First, a note that is probably boring to most of you. Who knows, one of you might find it interesting, so I am including it: the variant text quoted by בית יוסף in its note on אורח חיים קסז:י calls our protagonist מנימין רעיא, rather than בנימין רעיא. This is a common switch between the labials b and m, and I believe that the Talmudic name מניומי is related to the name מנימין / בנימין.
Now, I point out that our story deals with the liturgy of an untutored man. Presumably, Benjamin the Shepherd has composed this text himself. Right after we have quoted a line saying that we must say ברכות in exactly the מטבע that the Sages formulated, we find a statement quoted in which Rav says that Benjamin’s blessing is valid. (Of course, the Stam has to come along and ruin this beautiful pluralistic openness, and tell us that Benjamin hadn’t really fulfilled the obligation of the full ברכת המזון, but only the obligation of the first ברכה. What, should he then recite versions of the other three blessings, even though he has probably never heard of them? I have seen Sephardic prayerbooks that include a special abbreviated version of the four שלש ברכות, meant for women, in which the first ברכה is Benjamin’s blessing, in Aramaic, and the other three are abbreviated versions, in Hebrew, of the Sages’ blessings. What does this accomplish?)
This whole discussion raises interesting questions for us: How are we Talmudic Jews to view the untutored? Should we dumb down the Talmudic law, Artscrollize it into little books and pamphlets, and force it down the throats of the עמי ארצות (or amarotzim, in Yiddish)? Should we respect the personal prayers that they already say, and consider them to be valid alternatives to our prayers? Should we encourage them to say both their prayers and ours? In many communities, women said tkhines (תחינות), either out of their own heads or out of printed tkhines-books, in which they poured out their hearts and souls. Should we force them to give up their tkhines, and say the nineteen שמונה עשרה ברכות? Should we encourage them to continue saying only their tkhines? Should we encourage them to say both their tkhines AND our שמונה עשרה ברכות?
Certainly, we should not overburden such people with all sorts of unnecessary חוּמְרֵי (what you would call חוּמְרוֹת), which will be pointless and potentially harmful to them. Remember: nobody is obligated to say פסוקי דזמרא, or קדושתא דסדרא, or much else that is printed in our סִדּוּרִים. Half of the Jewish people (the women) are obligated to say only י"ח ברכות, and the other half (the men) is obligated to say three extra ברכות in the morning, and four extra ברכות in the evening. In addition, the men have an obligation to recite three scriptural passages (totalling no more than twenty פסוקים) in the morning and the evening.

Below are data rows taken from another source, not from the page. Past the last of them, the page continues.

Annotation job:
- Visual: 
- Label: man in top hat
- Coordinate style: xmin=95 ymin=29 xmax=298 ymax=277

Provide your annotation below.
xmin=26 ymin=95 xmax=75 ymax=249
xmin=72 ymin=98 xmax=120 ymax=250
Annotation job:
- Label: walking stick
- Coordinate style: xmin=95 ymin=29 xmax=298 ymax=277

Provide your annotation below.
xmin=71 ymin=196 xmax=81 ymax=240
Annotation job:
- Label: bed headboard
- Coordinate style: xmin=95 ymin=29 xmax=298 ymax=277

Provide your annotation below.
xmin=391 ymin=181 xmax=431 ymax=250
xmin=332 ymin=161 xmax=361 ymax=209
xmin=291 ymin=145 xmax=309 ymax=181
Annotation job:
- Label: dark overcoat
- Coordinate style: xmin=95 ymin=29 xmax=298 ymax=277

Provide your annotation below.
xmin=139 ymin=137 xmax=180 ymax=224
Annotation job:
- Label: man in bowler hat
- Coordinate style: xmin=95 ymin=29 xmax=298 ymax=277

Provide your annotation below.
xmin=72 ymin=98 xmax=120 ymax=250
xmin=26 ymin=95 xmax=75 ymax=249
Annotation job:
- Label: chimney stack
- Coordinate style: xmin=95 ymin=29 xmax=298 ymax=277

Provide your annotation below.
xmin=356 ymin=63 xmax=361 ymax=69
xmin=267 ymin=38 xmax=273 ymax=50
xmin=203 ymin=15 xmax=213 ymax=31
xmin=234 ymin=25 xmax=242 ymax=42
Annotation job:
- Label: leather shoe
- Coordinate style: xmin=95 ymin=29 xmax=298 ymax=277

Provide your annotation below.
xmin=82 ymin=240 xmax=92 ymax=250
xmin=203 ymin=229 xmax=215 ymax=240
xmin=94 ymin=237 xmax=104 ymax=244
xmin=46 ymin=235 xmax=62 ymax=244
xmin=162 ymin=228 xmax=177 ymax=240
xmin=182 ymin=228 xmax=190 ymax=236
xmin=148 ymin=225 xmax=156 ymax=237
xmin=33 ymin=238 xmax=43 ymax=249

On a personal note: today is the first day of ניסן, and therefore the first day to say the beautiful blessing on the first flowering of trees for the year. (I don't know whence Artscroll got its idea that they have to be fruit trees; this is found neither in the Bavli, nor in the Rambam, nor in the טור, nor in the שולחן ערוך. It is, however, in the Sepharadi Mahzor עוד יוסף חי for Pesah. Go figure.) This blessing is first quoted by Rav Yehuda on ברכות מ"ג, Tuesday's daf. At first, I thought: it would be cool to learn that daf in a park, and when arriving at the מימרא of Rav Yehuda, to go up to a tree and recite the מימרא, including the blessing, and to have כוונה to fulfill the blessing through the recitation of it in the learning. This would be like היה קורא בתורה והגיע זמן מקרא אם כוון לבו יצא. Then, I thought: Sure, that would be cool, but it would be making הלכה into a sort of a game. I love the beauty of the trees, and want to bless God, who created them, at the earliest possible moment. זריזין מקדימין למצוות. I called up DR (or, as DKP calls him, DLR), and we went out to Sakura Park, to say the ברכה together. Gevalt!